Prova suprema ne è non solo il San Sebastiano del Museo Thyssen-Bornemisza, ma anche quello - di recente attribuzione - conservato nella chiesa di San Martino a Jouy-en-Josas. Qui San Sebastiano, con il capo reclinato quasi a formare un angolo retto di sofferenza e dolore restituisce un pathos caravaggesco. Un luce dirompente nel trionfo di un’arte, quella dei busti, fatta di laude e maestria. Che Bernini sapientemente mescolava.
La maledizione dell’estro
Dal turbolento e scintillante barocco firmato Bernini (più figlio che padre) bastano pochi passi per immergersi nel brodo primordiale di un artista che, in fin dei conti, è rimasto schiacciato dal proprio personaggio. Mario Schifano è quell’esempio di genio e sregolatezza in cui la seconda soverchia il primo, con il nome di battesimo che divento esso stesso opera. E oscura qualunque creazione. Ma la magniloquente mostra organizzata al Palazzo delle esposizioni regala l’imperdibile occasione di farsi prendere per mano da Schifano e accompagnarlo nella sua parabola artistica, dalle prime produzioni fino all’ondivaga (ma con qualche picco) produzione dei sui ultimi anni.

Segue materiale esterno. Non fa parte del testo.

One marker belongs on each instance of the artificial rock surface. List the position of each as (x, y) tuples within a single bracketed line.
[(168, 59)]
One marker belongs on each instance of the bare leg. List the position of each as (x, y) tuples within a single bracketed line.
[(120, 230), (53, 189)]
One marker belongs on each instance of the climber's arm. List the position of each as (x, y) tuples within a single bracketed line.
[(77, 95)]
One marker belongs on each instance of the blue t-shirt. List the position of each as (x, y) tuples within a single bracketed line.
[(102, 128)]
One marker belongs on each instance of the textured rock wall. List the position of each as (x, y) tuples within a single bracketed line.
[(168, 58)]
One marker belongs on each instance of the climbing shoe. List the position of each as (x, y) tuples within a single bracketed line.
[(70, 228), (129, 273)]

Come tutti i percorsi cronologici, anche quello dedicato all’artista nativo di Homs fornisce - pur parzialmente - una bussola indispensabile per decifrarne le coordinate. Dopo gli esordi con il Gruppo di piazza del Popolo, Schifano sviluppa ben presto una personale adesione agli stilemi Pop Art, che in lui paiono leggermente striati di oscurità. I suoi Monocromi (che vengono dopo i primi, scarni paesaggi e gli esperimenti con tela e cemento, acme di una scrittura cuneiforme che pare deflorata) privilegiano colori caldi, se non squillanti, ma lasciano un filo di inquieta incertezza. Con quei numeri che campeggiano a bella posta, quasi a fissare il tempo e lo spazio.

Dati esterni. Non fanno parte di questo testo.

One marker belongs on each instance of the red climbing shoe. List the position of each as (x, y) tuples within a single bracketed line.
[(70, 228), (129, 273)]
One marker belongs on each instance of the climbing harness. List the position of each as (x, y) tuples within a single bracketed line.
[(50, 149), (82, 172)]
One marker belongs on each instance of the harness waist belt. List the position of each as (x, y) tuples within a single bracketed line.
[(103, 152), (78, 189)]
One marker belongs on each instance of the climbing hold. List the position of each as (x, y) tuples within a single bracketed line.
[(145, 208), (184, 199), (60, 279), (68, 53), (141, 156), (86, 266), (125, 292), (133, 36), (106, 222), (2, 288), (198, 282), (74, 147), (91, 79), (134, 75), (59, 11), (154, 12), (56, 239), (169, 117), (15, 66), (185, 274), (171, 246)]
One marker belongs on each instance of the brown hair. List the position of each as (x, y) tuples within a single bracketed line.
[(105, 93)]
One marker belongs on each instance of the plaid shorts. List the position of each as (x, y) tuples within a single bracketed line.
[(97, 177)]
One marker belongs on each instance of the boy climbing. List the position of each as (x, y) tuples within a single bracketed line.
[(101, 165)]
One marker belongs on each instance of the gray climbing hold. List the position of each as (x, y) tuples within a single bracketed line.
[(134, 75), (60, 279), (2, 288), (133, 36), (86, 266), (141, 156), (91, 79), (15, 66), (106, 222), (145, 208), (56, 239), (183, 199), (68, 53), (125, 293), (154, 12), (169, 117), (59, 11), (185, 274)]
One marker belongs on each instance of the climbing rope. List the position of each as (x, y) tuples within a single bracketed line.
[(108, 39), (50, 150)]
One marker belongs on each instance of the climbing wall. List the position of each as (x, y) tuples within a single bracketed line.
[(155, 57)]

Nell’assoluta varietà di una produzione che trasuda urgenza comunicativa, è bello lasciare da parte fidanzate famose e problemi di droga per concentrarsi su testimonianze di livello. Dalle decorazioni per la sala da pranzo di casa Agnelli - un tourbillon di colori e parole - alla forza urticante del «Parto numeroso della moglie del collezionista», con cornice e tela che si fondono senza distinzione.

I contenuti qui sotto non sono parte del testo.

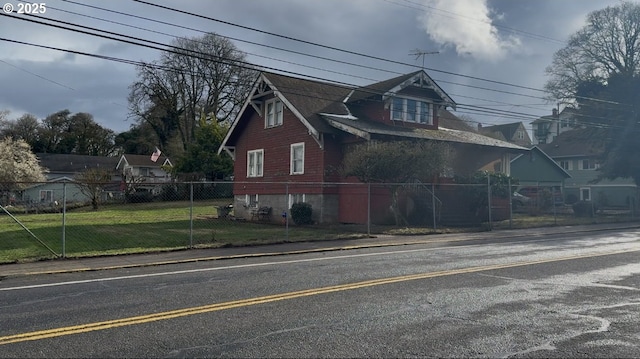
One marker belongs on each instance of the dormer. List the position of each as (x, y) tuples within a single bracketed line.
[(413, 99), (412, 110)]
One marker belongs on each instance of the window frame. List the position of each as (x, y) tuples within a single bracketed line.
[(248, 200), (592, 164), (294, 198), (566, 165), (421, 112), (48, 195), (254, 165), (275, 118), (293, 160)]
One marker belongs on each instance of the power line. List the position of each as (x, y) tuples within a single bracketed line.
[(165, 49), (38, 76)]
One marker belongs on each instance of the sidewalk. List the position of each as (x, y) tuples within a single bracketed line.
[(197, 255)]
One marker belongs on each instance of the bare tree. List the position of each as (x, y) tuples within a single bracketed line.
[(92, 182), (608, 44), (197, 77)]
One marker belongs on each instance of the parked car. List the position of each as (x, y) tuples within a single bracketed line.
[(534, 192), (518, 200)]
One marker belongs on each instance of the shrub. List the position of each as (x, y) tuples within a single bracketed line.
[(301, 213), (140, 197), (571, 199), (584, 208)]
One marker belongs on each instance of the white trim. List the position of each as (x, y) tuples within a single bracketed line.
[(428, 83), (312, 130), (247, 102), (291, 158), (291, 196), (278, 117), (418, 110), (581, 193), (259, 168), (247, 200)]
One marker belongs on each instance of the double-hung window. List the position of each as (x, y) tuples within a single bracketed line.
[(566, 165), (297, 158), (409, 110), (273, 113), (589, 164), (255, 160), (296, 198)]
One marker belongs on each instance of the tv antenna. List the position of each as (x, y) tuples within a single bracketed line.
[(422, 53)]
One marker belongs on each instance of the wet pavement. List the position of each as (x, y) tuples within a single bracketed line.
[(197, 255)]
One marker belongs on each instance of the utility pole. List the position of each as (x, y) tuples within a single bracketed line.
[(422, 53)]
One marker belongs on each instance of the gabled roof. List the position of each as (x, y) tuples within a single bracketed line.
[(305, 98), (579, 142), (508, 130), (66, 163), (370, 129), (143, 161), (446, 119), (323, 107), (392, 86), (551, 161)]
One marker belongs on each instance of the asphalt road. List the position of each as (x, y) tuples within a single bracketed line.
[(562, 295)]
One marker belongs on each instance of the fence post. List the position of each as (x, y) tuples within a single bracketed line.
[(369, 209), (64, 219), (433, 204), (510, 204), (553, 202), (489, 199), (191, 215)]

Piace anche la vis sociale di opere come «Compagni compagni», dove l’uso di spray e smalto sul perspex illumina di plasticoso fascino un grido di protesta. Curiosa - infine - anche la parete di foto ritoccate, così come i cenni al periodo dello Schifano regista. C’è tutto e di tutto, comprese le emozioni, un lascivo gioco di seduzione cui abbandonarsi. La prudenza? Meglio lasciarla fuori.